MITOCHONDRIES
Carte mentale
Élargissez votre recherche dans Universalis
La continuité mitochondriale
Les mitochondries se reproduisent-elles par croissance et division ou bien par synthèse de novo ? On sait maintenant qu'elles se reproduisent par croissance de cet organite par suite de la synthèse coordonnée de ses constituants moléculaires. À partir d'un certain volume mitochondrial, il y a coupure de la membrane interne, formation de deux vésicules matricielles et segmentation de la membrane externe qui clôt et sépare les deux vésicules précédemment formées. La masse mitochondriale double à chaque mitose.
Cette continuité physique des mitochondries a été tout d'abord démontrée avec les phospholipides des membranes. Des mutants de Neurospora crassa, auxotrophes pour la choline indispensable à la synthèse de phosphatidylcholine, ont des mitochondries plus denses quand les cellules sont cultivées en absence de choline. L'addition de choline ne s'accompagne pas de la synthèse d'une nouvelle population de mitochondries moins dense, mais de la diminution progressive de densité de la population initiale des organelles. La continuité de la biogenèse des protéines se manifeste aussi par la transformation des promitochondries des levures cultivées en anaérobiose en mitochondries effectives, à la suite de l'addition d'oxygène dans le système de culture des levures.
La biogenèse des mitochondries est un phénomène complexe mettant en jeu le génome nucléaire et le génome propre à la mitochondrie. La coordination de leur activité ne met pas en cause cependant l'autonomie fonctionnelle de ce dernier, comme le prouvent les observations qui précèdent. C'est pourquoi il est possible de postuler l'existence d'une continuité génétique mitochondriale propre à chaque espèce. Les différences génomiques mitochondriales pourraient alors servir à analyser les relations évolutives entre espèces voisines pour reconstituer leur hypothétique phylogenèse (comme on s'est efforcé de le faire en paléoanthropologie avec la théorie de l'« Ève africaine »).
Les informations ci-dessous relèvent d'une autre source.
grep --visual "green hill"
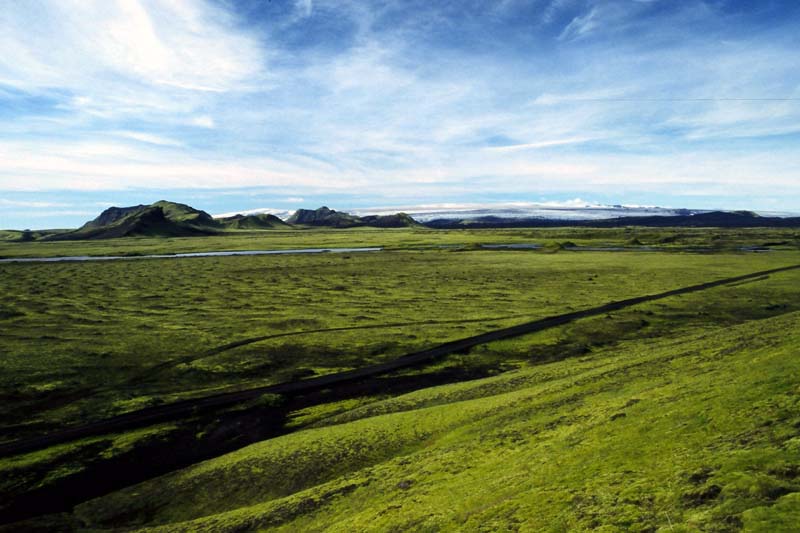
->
[217,214,291,229]
[69,313,800,531]
[42,200,222,241]
[288,206,418,228]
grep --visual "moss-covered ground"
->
[0,229,800,531]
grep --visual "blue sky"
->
[0,0,800,228]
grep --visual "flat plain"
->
[0,228,800,531]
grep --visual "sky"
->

Le génome mitochondrial : structure et fonction
Toutes les mitochondries ont leur propre génome : il ne comporte – comme celui des Procaryotes, auxquels les mitochondries sont peut-être apparentées (selon la théorie dite symbiotique de l'origine des cellules encaryotes) – que de l'ADN bicaténaire, circulaire, sauf exception où il est linéaire. Toutes les séquences sont identiques pour un même organisme.
Structure
La taille de ces molécules d'ADN est relativement uniforme dans le règne animal et est caractéristique de l'espèce : 16 569 paires de bases pour l'ADN mitochondrial humain, 17 400 pour Xenopus laevis, de 15 700 à 19 500 pour la Drosophile. L'ADN mitochondrial de levures a environ 75 000 paires de bases. Le génome mitochondrial des plantes peut être de 20 à 30 fois plus grand que le génome de levure. Il comporte, comme celui des levures, des gènes dispersés dans des zones non codantes riches en adénine et thymine ou guanine et cytosine.
La séquence complète du génome mitochondrial humain a été publiée (Nature, avr. 1981). L'organisation de ce génome est tout à fait remarquable (fig. 13). Les gènes codant pour les 2 ARN ribosomaux, 22 ARN de transfert et 13 protéines sont tellement serrés qu'il n'y a pratiquement pas de bases non codantes entre eux. Quelques codons ne sont pas conformes au code génétique universel : UGA, qui est un codon d'arrêt dans la synthèse qui s'accomplit dans les ribosomes cytoplasmiques, code pour le tryptophane dans les mitochondries ; AGA et AGG, qui codent habituellement pour l'arginine, sont des codons d'arrêt dans les mitochondries.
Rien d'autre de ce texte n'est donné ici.